Will Citibank get its money’s worth? That depends in part on how well Janette Sadik-Khan has done her job. Back in November, The New York Times architecture critic Michael Kimmelman wrote about a ride-along that he did with Sadik-Khan, who is the city’s transit czar. She has led the charge to turn the city into a more bike-friendly place, and she has her work cut out for her. “The resistance of New Yorkers to new transportation ideas harks back, as Ms. Sadik-Khan likes to point out, to protests against the introduction of the IRT subway a century ago, and to the implementation of the grid street plan a century before that,” Kimmelman wrote back in November. “Progress can be hard to accept.”

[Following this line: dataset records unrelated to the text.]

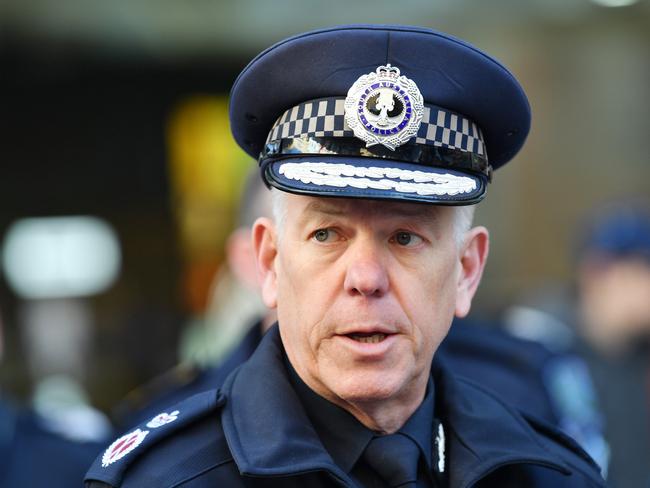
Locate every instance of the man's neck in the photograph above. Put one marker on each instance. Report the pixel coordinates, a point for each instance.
(384, 416)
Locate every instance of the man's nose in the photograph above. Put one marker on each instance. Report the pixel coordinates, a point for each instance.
(366, 273)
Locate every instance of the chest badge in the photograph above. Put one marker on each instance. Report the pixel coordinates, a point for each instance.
(384, 108)
(122, 446)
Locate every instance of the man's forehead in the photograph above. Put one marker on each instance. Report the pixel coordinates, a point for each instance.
(306, 206)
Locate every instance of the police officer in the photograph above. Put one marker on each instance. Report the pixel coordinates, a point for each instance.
(396, 124)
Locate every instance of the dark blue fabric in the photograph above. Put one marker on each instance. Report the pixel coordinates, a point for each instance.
(346, 439)
(258, 435)
(449, 72)
(511, 367)
(32, 456)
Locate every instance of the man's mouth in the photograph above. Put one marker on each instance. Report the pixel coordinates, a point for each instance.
(369, 338)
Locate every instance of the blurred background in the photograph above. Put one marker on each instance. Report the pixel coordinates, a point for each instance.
(119, 179)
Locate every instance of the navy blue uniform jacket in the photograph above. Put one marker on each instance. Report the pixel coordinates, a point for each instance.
(253, 432)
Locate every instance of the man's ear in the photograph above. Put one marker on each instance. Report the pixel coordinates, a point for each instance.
(265, 248)
(473, 255)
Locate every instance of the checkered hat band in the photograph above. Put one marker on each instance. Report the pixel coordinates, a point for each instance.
(326, 118)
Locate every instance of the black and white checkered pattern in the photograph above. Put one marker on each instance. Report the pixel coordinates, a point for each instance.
(326, 118)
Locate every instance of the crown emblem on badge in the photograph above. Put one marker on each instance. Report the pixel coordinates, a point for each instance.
(384, 108)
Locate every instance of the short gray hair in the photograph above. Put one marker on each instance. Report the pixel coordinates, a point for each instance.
(463, 216)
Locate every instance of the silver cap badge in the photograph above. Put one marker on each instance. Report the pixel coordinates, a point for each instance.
(384, 108)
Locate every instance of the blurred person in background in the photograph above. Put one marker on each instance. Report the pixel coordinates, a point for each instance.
(35, 451)
(234, 323)
(613, 323)
(608, 328)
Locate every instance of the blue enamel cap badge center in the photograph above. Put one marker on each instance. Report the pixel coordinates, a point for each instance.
(384, 108)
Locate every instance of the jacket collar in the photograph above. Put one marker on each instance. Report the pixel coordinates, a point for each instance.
(269, 433)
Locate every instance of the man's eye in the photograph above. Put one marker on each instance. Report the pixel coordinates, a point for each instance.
(407, 239)
(324, 235)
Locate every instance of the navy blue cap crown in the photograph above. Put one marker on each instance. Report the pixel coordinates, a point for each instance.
(387, 112)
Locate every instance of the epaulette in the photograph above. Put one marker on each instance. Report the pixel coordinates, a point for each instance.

His prescription was hard to accept for many readers, as he followed up to say the next day. “Boy, there’s a load of free-floating anger out there,” Kimmelman wrote. (As if this were some great revelation about New York.)

Kimmelman continued:

That bikes might assume a larger share of the room now occupied by pedestrians and cars naturally rattles those who don’t bike. But surely, as in other big cities, a richer streetscape can evolve from a new, permanent architecture that includes bike lanes. They already have increased safety where they have been installed, if we’re to believe the transportation department.

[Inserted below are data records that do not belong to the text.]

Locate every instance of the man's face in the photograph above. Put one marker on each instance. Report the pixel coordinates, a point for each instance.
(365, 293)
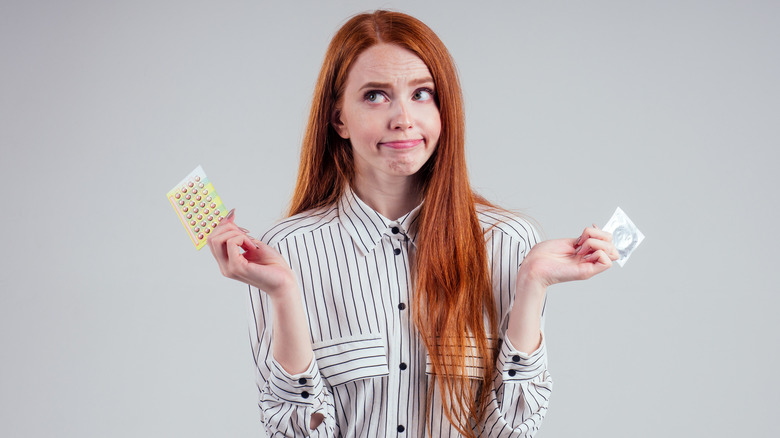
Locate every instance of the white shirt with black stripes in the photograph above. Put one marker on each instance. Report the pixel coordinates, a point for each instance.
(369, 376)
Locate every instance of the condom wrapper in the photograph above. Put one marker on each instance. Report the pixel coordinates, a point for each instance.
(197, 205)
(625, 235)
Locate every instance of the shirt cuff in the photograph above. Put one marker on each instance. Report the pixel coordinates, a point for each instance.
(516, 366)
(304, 389)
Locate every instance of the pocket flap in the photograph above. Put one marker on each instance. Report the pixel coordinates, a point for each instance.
(351, 358)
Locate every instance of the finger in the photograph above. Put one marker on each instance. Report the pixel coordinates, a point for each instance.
(592, 244)
(600, 259)
(218, 242)
(593, 232)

Last I checked, there is no constitutional right that turns our roads exclusively over to cars or that guarantees parking spaces to drivers.

Arguably, though, this mind-set is in fact locked in at the policy stage. Kimmelman advocates for “the permanent and consistent architecture of lanes needed to increase safety, reduce car traffic and encourage more people to ride.” But reducing car traffic won’t happen so long as developers and policymakers insist on statutory parking minimums, as they do in most cities. Sadik-Kahn’s well-manicured bike lanes cannot do as much to reduce car traffic as reducing the parking minimums that drive up housing costs, stymie density in urban interiors, and serve as a regressive subsidy for car owners. (All of those things are bad for building a critical mass for public transit options such as bike ridership.)

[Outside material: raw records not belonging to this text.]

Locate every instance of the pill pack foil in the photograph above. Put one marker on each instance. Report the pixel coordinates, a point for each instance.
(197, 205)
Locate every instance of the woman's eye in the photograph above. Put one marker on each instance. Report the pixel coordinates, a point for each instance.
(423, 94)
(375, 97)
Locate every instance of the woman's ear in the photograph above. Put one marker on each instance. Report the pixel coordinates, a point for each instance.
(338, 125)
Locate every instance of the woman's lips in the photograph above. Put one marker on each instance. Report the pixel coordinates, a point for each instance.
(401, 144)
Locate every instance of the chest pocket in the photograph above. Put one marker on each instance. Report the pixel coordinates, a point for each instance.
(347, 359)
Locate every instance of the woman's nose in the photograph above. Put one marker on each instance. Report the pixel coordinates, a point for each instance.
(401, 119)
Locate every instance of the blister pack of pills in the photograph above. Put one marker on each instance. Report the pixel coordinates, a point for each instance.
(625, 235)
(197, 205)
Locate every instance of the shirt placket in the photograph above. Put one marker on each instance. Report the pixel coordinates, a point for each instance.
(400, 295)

Bike lanes could help to bring about a change to this policy mind-set, though. Matthew Yglesias notes in Slate that renters in Chicago don’t appear to want as much parking as the city insists on through its parking minimums. There are efforts in Seattle and Cincinnati to roll back parking minimums or eliminate them altogether.

Ultimately, Citigroup is partially subsidizing a new form of public transportation. Enforcing the rules regarding bike lanes (rules that New Yorkers routinely ignore) will help to make that stick. But to change the urban fabric of New York City will require a look at the statutory reasons that no big American city resembles its big European counterparts when it comes to bike ridership. As for the New York anger-management issues, biking may be the perfect anodyne for neurotic rage.